Zu DDR-Zeiten, in den 80ern, war es gar nicht so einfach, ins “Inselparadies” am Strand in Baabe auf Rügen zu kommen. Es war immer voll, die Tische waren immer besetzt oder reserviert. Nach 1988 war ich definitiv nicht mehr dort drin gewesen.
Irgendwann nach der Wende fiel das markante Gebäude, entworfen vom bekannten Rügener Architekten Ulrich Müther, in den Dornröschenschlaf. Weit mehr als 20 Jahre stand das Haus verlassen da, wirkte mehr und mehr wie ein Gerippe. Lange ist versucht worden, einen Investor zu finden. 2013 wurde das Haus saniert, in der Hoffnung einen Betreiber zu finden. 2016 kam dann die gute Nachricht. 2017 ist dort ein italienisches Restaurant eröffnet worden.

Sonntagnachmittag im November. Es wird schon dunkel, am Strand in Baabe herrscht kaum Betrieb. Erst dachte ich, dass sich der Laden in der Winterpause befindet. Aber das Inselparadies war geöffnet. Er wolle es versuchen, auch im Winter den Betrieb offen zu halten, erzählte der italienische Wirt einer anderen Kundin. Im Sommer sei die Hölle los gewesen, da hätten in dem Lokal bis zu 13 Leute gearbeitet. Jetzt sei es ruhiger.

Vorn befindet sich eine kleine Bar, es wirkt wie ein Bistro, in der Mitte ist die große Wendeltruppe, die nach oben führt. In der ersten Etage hat man den eigentlichen Blick auf den Strand und die Ostsee. Jetzt, in der Winterzeit ist sie aber meistens geschlossen.
Die Karte ist nicht aufregend, aber in Ordnung. Pizza, Pasta, Fisch, Fleisch – vielleicht ist sie im Sommer ein bisschen einfallsreicher. Vor der eigentlichen Mahlzeit – Pasta mit Lachs – bekomme ich Weißbrot mit einem Teller Öl. Was für eins es ist, habe ich vergessen, aber es ist lecker und dann doch mal was anderes. Die Nudeln sind lecker. Dann entscheide ich mich noch für eine Zabaione – dem Eipamps hatte ich schon lange nicht mehr. Der sah dann allerdings sehr lieblos aus, in einer weißen Schüssel, ohne Drum und Dran.
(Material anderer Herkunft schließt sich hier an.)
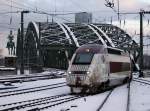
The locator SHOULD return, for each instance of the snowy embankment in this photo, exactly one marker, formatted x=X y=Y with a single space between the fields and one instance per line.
x=117 y=101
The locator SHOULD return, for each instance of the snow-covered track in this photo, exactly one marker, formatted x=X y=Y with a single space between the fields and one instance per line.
x=142 y=81
x=30 y=90
x=30 y=77
x=111 y=98
x=35 y=102
x=104 y=101
x=56 y=102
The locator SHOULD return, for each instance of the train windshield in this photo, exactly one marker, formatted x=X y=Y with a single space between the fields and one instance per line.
x=83 y=58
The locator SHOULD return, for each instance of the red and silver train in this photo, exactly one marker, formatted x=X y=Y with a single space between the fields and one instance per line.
x=95 y=66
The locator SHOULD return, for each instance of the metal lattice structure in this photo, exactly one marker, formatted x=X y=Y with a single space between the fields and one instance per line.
x=52 y=44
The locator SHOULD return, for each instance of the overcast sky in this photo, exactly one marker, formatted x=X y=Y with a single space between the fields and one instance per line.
x=100 y=12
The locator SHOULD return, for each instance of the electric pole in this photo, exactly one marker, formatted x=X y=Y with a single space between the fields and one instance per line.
x=141 y=43
x=22 y=41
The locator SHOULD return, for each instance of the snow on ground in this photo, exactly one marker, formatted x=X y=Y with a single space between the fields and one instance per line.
x=35 y=95
x=118 y=98
x=140 y=95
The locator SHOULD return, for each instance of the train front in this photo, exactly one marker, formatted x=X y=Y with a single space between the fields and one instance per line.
x=83 y=70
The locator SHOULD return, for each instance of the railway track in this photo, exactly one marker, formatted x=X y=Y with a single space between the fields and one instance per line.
x=30 y=90
x=31 y=77
x=40 y=103
x=142 y=81
x=101 y=106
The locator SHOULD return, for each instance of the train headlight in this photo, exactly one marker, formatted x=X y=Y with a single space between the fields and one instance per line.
x=88 y=72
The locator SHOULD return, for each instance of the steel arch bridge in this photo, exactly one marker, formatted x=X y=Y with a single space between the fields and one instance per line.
x=52 y=44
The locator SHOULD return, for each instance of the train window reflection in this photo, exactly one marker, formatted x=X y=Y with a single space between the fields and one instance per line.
x=83 y=58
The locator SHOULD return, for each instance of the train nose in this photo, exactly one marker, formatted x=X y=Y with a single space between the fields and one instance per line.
x=78 y=81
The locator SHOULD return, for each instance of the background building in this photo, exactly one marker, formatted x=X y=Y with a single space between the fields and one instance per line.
x=83 y=17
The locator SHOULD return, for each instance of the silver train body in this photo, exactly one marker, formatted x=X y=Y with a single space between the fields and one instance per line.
x=94 y=66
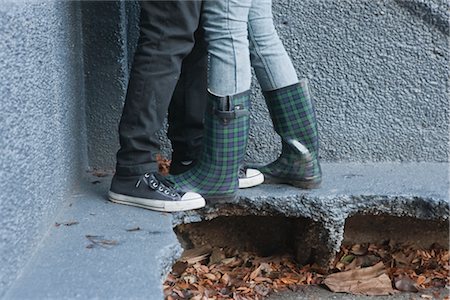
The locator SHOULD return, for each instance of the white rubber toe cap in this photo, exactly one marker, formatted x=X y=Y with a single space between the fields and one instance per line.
x=252 y=178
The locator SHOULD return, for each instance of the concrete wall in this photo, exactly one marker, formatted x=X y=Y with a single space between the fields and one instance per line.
x=378 y=70
x=41 y=123
x=110 y=34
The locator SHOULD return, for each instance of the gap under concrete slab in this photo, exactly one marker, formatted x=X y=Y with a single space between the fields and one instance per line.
x=63 y=268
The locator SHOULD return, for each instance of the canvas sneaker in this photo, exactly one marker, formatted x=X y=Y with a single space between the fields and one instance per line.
x=152 y=191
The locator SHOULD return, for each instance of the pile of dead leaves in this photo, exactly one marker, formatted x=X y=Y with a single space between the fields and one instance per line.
x=359 y=269
x=212 y=274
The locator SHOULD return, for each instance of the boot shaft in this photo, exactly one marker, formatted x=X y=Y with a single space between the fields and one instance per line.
x=226 y=128
x=293 y=115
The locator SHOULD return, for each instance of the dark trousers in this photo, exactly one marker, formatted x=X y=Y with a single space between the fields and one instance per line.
x=164 y=55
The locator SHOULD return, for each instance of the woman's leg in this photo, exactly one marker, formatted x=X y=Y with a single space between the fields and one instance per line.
x=272 y=65
x=289 y=103
x=225 y=24
x=215 y=176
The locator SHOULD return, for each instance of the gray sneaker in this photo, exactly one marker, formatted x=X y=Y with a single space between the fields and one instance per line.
x=152 y=191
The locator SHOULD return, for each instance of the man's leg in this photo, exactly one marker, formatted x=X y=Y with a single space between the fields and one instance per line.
x=166 y=38
x=187 y=108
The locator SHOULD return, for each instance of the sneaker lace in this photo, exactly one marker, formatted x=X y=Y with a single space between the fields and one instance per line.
x=164 y=185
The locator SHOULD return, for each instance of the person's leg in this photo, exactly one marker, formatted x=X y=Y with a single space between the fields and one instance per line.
x=166 y=38
x=227 y=116
x=186 y=112
x=289 y=103
x=187 y=108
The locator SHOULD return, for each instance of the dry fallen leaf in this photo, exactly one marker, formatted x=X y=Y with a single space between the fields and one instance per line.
x=405 y=284
x=365 y=281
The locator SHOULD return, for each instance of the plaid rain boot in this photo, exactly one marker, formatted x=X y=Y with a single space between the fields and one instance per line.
x=294 y=119
x=215 y=175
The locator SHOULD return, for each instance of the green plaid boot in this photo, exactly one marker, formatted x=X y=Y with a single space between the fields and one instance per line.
x=215 y=175
x=294 y=119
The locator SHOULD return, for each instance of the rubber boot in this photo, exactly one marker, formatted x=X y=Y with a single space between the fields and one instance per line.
x=294 y=119
x=215 y=175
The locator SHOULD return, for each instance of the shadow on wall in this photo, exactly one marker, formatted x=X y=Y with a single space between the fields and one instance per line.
x=110 y=32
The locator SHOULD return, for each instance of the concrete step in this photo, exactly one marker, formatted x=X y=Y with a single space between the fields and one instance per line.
x=64 y=267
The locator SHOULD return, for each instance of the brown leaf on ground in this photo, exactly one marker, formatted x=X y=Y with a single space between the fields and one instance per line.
x=98 y=240
x=366 y=281
x=405 y=284
x=193 y=256
x=231 y=274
Immer wieder fragen Leute den Wirt, ob sie mal nach oben dürfen. Gucken! Als er wieder eine private Führung macht, laufe ich mit hoch. Die obere Etage ist wie ein großer Saal. Der Wirt sagt, er kann die Tische so stehen lassen – man hat einen tollen Blick nach draußen – oder er kann alles wegräumen und dort eine Party veranstalten. Silvester, zum Beispiel.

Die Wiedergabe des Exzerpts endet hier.